The Ashenfelter Wine Quality Index [1950-2020]

The Ashenfelter wine quality index created waves of controversy in the wine industry when it was released. In the June 2008 edition of The Economic Journal, Princeton economist Orley Ashenfelter published “Predicting the Quality and Prices of Bordeaux Wine.” You can read the article here. The premise of the article is that weather conditions during the Bordeaux wine season play a substantial role in establishing each vintage’s quality, as indicated by its market price.

This information had been in the market for some time, however. For example, a 1990 New York Times article discusses his finding. His work eventually gained Dr. Ashenfelter visibility because of the conflict it seemingly created with wine experts such as Robert Parker. Mr. Parker is quoted in the NYT article calling Dr. Ashenfelter’s premise “ludicrous and absurd.”

Predicting the Quality and Prices of Bordeaux Wine

Growing grapes to produce wine is an agricultural activity. This means the weather conditions during the growing season impacts the final quality of the product once it’s in the bottle. Ashenfelter’s paper is a regression-based analysis of relating the price of premier Bordeaux wines to the weather conditions (i.e., the Bordeaux wine climate) during a specific vintage.

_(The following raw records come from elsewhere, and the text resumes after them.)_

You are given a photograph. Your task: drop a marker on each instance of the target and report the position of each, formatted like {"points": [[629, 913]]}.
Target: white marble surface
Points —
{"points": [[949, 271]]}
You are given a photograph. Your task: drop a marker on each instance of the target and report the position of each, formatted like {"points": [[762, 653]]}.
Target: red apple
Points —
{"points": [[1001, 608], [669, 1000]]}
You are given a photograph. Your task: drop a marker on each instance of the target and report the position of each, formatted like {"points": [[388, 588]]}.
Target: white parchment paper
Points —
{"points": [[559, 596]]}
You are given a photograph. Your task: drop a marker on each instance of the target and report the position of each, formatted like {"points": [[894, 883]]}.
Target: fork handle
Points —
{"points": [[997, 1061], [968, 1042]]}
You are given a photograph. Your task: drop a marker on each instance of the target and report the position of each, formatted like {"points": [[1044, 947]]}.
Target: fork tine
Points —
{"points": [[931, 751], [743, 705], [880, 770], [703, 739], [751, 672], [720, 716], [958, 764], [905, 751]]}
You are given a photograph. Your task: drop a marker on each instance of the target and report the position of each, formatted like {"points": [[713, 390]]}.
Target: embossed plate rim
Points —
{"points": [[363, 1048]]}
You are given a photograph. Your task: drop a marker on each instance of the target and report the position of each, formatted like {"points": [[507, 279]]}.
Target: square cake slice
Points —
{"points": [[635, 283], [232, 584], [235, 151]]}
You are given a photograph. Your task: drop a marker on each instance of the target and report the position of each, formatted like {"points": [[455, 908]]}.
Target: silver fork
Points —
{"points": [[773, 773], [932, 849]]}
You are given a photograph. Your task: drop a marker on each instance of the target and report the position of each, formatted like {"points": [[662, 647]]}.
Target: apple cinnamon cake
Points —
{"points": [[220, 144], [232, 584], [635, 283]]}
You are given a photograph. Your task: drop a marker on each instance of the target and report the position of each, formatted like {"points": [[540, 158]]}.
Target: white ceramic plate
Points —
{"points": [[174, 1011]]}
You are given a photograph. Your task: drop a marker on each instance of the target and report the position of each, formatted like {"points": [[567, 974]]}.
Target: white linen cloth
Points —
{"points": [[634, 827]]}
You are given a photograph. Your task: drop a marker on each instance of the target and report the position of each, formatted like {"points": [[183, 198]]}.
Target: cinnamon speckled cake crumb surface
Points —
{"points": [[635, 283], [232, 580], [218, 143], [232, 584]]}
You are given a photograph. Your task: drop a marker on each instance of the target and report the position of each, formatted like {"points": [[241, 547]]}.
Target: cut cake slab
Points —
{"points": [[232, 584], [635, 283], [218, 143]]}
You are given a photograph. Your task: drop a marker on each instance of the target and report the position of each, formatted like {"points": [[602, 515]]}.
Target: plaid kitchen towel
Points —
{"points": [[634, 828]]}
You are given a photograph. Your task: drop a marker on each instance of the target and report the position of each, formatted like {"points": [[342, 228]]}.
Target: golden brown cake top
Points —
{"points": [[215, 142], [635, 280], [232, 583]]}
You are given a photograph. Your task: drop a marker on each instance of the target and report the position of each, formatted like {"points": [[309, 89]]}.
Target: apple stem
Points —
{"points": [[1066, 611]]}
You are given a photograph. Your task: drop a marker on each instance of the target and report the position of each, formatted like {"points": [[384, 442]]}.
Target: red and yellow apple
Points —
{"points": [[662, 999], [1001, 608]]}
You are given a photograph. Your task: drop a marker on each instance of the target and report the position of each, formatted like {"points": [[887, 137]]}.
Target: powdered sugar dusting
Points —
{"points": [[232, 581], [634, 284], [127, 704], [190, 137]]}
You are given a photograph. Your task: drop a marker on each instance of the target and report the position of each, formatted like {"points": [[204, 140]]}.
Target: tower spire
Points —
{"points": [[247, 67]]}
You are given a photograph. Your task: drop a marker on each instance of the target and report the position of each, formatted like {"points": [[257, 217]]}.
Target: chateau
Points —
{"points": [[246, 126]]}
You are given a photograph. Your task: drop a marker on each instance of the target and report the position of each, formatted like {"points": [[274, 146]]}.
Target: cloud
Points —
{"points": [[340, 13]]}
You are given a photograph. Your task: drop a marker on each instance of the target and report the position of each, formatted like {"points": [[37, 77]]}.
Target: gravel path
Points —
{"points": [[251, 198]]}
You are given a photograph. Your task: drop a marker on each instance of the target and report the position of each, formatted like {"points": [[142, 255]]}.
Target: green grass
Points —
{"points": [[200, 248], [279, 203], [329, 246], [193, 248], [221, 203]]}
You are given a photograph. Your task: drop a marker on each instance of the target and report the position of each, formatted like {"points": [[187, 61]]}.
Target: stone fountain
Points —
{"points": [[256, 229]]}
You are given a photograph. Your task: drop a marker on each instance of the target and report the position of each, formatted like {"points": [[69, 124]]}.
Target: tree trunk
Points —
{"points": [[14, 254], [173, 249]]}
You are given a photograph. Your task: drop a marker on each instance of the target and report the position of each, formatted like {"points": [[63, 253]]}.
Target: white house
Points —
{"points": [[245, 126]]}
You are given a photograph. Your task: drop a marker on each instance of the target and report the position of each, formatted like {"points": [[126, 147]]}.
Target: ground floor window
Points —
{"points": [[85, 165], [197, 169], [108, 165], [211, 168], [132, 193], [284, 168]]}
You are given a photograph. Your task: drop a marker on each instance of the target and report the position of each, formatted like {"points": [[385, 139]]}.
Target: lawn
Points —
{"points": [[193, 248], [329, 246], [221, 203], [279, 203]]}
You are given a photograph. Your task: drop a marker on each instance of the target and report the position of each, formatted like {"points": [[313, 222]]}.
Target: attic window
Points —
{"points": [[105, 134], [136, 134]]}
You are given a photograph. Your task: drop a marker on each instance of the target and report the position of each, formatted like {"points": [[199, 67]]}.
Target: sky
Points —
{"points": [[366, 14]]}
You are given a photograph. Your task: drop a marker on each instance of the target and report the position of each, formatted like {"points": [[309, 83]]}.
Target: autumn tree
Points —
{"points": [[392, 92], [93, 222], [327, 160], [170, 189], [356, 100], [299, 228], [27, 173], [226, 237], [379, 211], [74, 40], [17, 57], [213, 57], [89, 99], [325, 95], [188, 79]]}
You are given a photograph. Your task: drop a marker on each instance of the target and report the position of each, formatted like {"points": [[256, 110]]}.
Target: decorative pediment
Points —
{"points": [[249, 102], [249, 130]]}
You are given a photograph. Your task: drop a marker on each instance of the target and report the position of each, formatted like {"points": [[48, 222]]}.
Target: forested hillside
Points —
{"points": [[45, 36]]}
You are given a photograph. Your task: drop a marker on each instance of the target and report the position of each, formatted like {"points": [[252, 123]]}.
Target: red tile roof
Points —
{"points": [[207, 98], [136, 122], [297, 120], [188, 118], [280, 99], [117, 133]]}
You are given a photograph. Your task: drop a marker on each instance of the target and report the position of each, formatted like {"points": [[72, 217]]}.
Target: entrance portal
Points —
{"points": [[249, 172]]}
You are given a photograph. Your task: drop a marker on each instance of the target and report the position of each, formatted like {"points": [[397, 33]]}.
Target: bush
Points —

The 1990 and 1991 prices of London auction wine price data for wines produced in the 1950s to 1980s were secured along with weather data from the Bordeaux-Merignac airport. Regression analysis demonstrates the importance of weather conditions to the quality of the Bordeaux wine, which is assumed to be reflected in its price. The idea that emerges is that the quality of a Bordeaux vintage can be predicted using weather data alone.

The Original Work

The regression analysis in the article demonstrates the price of the premier Bordeaux wines can be modeled using the following equation:
Quality of Wine =
0.240 * Age of Vintage +
0.608 * Average Temperatures during the April to September Growing Season +
-0.00380 * Total August Precipitation +
0.00115 * Total Precipitation during the preceding winter (October to March) +
0.00765 * September Average Temperatures

A key aspect of this equation is the first term. It says the quality of wine increases with age. This comes as no surprise to anyone familiar with evaluating and drinking Bordeaux’s premier wines.

It turns out the data used in the study has been published online and used in a statistics tutorial. Since it’s readily available I’ve accessed it and used it in the remainder of this post.

Bordeaux Wine Price vs. Age
Bordeaux Wine Price vs. Age. This figure recreates Ashenfelter’s Figure 1.

The red line shows the result of linear regression on only the age of the vintage versus it’s age.

The paper only lightly documents the methodology of the analysis. For example, the source of the weather station data is not provided. The data for the Bordeaux-Merignac airport is certainly available if one digs deep enough and is willing to pay for it.

Bordeaux Weather: A Different Source

In this post, I seek to recreate the results of the regression analysis but also reformulate the wine quality index based on what I perceive as a few shortcomings of the methodology. For Bordeaux weather data, I reanalysis data rather than the observed weather station data. Reanalyses, such as the ECMWF ERA5, is a numerical recreation of observed weather data using modern weather forecast modeling technology. The model is run for earlier dates and the solution is forced by the known weather station, radiosonde, satellite, and other sources of observed weather conditions. The ERA5 data is available from 1950 to today.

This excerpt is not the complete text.